The student community were quick to point out the disregard for student welfare in the decision to go ahead with the remote examinations. The mental health of young people during the pandemic has been of some concern, with a study by University College London, Imperial College London and the University of Sussex reporting that six out of ten of young people aged 16-24 with previous mental health problems experienced higher levels of stress during the pandemic. Surprisingly, even among young people without previous mental health problems: almost half reported depressive symptoms and four in ten experienced higher levels of stress. Furthermore, a study from mental health charity YoungMinds suggested that a whopping 80 percent of young people will have their mental health affected as a result of the pandemic. This shows that irrespective of the circumstances students find themselves in, it is likely most of them will struggle with their mental health to some extent The pressure of the exam season is a major cause of stress for students under normal circumstances. However, this year, the exam season was in the middle of a life-changing global pandemic. Those were not ordinary circumstances.
After struggling with my mental health for a range of reasons in the last few months, I cannot fault my department who provided me with support throughout. Unsurprisingly though, I found the additional pressure to both sit the exams and perform well despite the circumstances, unhelpful. During the incredibly surreal times we have just lived through, it was relatively common to feel alone. In fact, I often did; many of my university friends were thousands of miles away. However, I knew my situation was not unique. It was strangely comforting knowing that there were people up and down the country, perhaps even the globe, who felt as I did during those months.

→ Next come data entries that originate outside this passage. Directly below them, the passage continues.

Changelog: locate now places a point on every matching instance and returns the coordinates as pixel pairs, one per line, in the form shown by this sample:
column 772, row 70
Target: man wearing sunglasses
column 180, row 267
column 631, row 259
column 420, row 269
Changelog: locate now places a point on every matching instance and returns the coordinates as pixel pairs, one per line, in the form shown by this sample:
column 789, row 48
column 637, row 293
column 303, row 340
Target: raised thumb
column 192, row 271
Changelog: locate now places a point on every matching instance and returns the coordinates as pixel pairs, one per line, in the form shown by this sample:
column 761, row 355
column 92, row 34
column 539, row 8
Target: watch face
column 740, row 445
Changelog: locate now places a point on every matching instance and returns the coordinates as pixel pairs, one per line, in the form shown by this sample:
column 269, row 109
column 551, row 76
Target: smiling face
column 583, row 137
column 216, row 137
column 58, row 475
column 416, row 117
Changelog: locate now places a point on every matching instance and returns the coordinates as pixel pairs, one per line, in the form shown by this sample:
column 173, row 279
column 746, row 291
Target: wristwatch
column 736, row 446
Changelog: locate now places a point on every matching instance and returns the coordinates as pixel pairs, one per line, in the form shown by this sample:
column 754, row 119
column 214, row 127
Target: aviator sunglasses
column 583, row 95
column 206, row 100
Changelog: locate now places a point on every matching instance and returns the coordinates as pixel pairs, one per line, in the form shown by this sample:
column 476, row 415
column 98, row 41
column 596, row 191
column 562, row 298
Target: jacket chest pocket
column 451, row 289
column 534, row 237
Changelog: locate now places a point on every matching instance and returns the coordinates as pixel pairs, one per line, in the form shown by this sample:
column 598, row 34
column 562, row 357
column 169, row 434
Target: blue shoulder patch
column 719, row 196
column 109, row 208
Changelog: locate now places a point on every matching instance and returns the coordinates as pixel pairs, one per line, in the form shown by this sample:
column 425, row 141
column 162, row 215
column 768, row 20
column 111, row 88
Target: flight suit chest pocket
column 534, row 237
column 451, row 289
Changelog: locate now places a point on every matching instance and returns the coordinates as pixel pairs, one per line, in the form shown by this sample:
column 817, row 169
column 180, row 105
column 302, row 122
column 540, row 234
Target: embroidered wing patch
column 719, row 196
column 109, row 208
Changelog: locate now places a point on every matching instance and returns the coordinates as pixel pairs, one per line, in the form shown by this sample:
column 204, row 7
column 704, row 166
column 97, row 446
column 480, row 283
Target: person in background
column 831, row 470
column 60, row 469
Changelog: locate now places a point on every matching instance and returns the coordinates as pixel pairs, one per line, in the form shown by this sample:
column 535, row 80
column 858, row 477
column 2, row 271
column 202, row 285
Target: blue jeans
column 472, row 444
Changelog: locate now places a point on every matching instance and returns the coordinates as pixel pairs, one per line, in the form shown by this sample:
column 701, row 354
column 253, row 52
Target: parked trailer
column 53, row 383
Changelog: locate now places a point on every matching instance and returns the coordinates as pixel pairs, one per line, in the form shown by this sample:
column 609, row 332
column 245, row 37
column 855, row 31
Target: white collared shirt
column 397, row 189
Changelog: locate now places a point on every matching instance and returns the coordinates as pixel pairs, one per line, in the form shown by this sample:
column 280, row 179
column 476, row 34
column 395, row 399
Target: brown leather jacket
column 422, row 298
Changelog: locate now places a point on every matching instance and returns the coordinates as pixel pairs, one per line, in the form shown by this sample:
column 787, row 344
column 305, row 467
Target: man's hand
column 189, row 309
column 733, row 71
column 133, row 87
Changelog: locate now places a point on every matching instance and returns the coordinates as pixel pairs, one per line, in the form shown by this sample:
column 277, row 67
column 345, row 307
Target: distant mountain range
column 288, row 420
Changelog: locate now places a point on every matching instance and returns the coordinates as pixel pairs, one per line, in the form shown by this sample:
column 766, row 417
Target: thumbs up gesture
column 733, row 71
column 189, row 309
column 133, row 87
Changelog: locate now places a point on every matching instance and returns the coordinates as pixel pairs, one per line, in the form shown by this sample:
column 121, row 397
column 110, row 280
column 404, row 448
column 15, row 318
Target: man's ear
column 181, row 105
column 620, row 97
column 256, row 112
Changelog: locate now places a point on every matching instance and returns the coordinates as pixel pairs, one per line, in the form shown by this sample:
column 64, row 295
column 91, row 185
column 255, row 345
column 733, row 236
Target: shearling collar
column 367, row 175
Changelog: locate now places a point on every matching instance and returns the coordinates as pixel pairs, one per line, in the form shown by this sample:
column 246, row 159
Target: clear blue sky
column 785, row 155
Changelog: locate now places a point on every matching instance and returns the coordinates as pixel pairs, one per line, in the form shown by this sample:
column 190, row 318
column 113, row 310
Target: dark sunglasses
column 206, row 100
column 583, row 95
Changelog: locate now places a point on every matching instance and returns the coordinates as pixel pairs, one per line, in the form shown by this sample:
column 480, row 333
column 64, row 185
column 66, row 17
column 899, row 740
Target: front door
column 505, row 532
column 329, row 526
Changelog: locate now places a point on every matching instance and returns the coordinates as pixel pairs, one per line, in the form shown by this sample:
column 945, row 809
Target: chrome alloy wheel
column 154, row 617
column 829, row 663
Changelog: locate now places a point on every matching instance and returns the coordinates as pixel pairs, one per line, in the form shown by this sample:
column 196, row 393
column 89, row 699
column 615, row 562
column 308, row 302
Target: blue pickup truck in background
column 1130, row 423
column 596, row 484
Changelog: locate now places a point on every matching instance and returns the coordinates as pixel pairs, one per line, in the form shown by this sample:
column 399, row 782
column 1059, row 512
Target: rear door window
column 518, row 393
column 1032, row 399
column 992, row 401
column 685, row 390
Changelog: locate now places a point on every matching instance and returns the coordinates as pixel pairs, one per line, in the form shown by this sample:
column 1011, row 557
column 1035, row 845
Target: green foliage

I have always acutely felt a lack of representation: as both a first-generation student, and as a woman in Physics. Then, to feel that as an undergraduate student I had been under-represented throughout this crisis, by both universities and by the media, has been demoralising. Our concerns deserved to be listened to; we should have been entitled to a fair process in determining exam grades, with full consideration of the circumstances. Yes, the apparent worse-case scenario of the degrees being devalued has been avoided, but at the cost of the overall well-being of the student body. This crisis has shed a light on many things: one of which is that mental health is an important aspect of our everyday lives. Hopefully, going forward, attitudes will change, and it will be agreed that student mental health deserves more representation.
As young people, we may not be as susceptible to the Coronavirus itself, but we are to its effect on our lives. We deserve representation. Our well-being deserves recognition. Yes, we deserve a fair and unbiased examinations process, but also a society and institutions which, in these unprecedented times, values compassion over calculations, and empathy over exams.